For Delanty, the central conflict of modernity consists in the struggle between the search for autonomy of the Subject and the social facts of fragmentation, or between the cultural discourses of creativity, reflexivity and political agency and the socially resistant limits of structure and risk. For Dodd, modernity poses a special challenge for the enterprise of social science in the confrontation between globalising scientific ambitions and the increasing contingency and elusiveness of the social. In both narratives, classical modernism reaches a crisis-point in the despair of the Frankfurt School and the seeming reversion of the Enlightenment project from reason to unreason. Habermas' proposals for the reconstruction and communicative differentiation of reason are played out against Foucault's sceptical interventions from the side of power and discursive control; while postmodernism's discourse of the implosion of the social behind the failure of representation, the virtualism of the media and incommensurable local narratives are pitted against the more positive inquiries of Bauman into the singularities of ethical responsibility after the demise of traditional morality and the social movements theories of Touraine and Melucci. The great strength of these books here is that neither gets bogged down in the dogmatic and now highly sterile fracas of the 1980s over modernism versus postmodernism. Both canvas Beck's and Giddens' reflexive modernisation theses as possible solutions to modernity's crisis of identity, but both also emphasise important tensions and insensitivities in the theses: in Dodd's case, the tension between the statement of reason's interconnections with doubt and uncertainty and the implicit return of an overarching normative schema; in Delanty's, the importance of differential cultural meanings of risk and the role of culture as a space for growing discursivity in society.

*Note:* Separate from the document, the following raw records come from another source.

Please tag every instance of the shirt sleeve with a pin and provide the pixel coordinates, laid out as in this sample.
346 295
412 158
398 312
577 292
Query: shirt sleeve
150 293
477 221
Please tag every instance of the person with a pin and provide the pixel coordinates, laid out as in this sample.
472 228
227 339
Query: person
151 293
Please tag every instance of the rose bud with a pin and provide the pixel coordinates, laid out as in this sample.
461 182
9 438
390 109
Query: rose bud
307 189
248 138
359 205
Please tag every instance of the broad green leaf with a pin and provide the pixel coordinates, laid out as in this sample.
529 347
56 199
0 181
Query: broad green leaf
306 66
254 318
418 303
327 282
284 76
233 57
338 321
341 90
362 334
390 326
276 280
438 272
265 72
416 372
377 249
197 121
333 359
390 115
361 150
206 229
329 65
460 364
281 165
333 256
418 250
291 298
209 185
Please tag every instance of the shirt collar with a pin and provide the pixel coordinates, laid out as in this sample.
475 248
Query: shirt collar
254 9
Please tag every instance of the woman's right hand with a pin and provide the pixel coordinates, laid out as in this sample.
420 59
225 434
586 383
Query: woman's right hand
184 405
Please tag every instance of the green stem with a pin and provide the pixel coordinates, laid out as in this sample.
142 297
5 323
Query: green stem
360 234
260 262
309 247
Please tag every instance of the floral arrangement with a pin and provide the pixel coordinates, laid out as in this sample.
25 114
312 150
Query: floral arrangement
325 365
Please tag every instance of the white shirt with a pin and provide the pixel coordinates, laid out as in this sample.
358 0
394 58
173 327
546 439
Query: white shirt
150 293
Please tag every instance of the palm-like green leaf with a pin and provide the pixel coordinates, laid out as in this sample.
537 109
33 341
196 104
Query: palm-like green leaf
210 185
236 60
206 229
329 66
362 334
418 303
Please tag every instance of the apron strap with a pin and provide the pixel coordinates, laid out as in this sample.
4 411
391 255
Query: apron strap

Dodd's concluding assessment concentrates on the implications of the arguments at stake for the reflexive conditions of their utterance, and especially on the tension between the very enterprise of social theory and the deconstructive logics of fragmentation in society at large. Delanty, on the other hand, looks for a more programmatic diagnosis of our social condition after the turn of the millennium under the political aspect of democracy and its prospects in a globalised world. Picking up from Nicholson's and Seidman's (1995) concept of 'social postmodernism' in the turn away from the rather text-centred bias of earlier postmodernism to more constructive culturalist approaches that grant a greater agency to collective actors, Delanty takes up Manuel Castells' (1996) magisterial work on the network society and flows of information and adds to this one crucial qualification: that information is not directly to be equated with knowledge. If the rise of network society is to become a basis for democratic politics rather than a highly fragmented society in which information becomes a new tool of domination, we must able to convert information into the reflexive cultural competencies of knowledge. According to Delanty, the fate of democracy therefore lies in the ability of actors creatively, reflexively and discursively to mediate flows of information and communication in the collaborative construction of critical public spheres. It lies, as he puts it, 'in what might be called discursive institutionalisation, [in] in the discursive regulation of power by a reflexively constituted and self-regulating society of creative citizens' (p.186). It is in insights such as these that the immense synoptic value of Delanty's book resides. Both books provide excellent critical accounts of the evolution and contemporary relevance of modern social theory, and Delanty's book in particular leaves us with a superb structured vision of the way forward.
Austin Harrington
University of Leeds
NICHOLSON, Linda and SEIDMAN, Steven (eds) (1995) Social Postmodernism: Beyond Identity Politics, Cambridge: Cambridge University Press.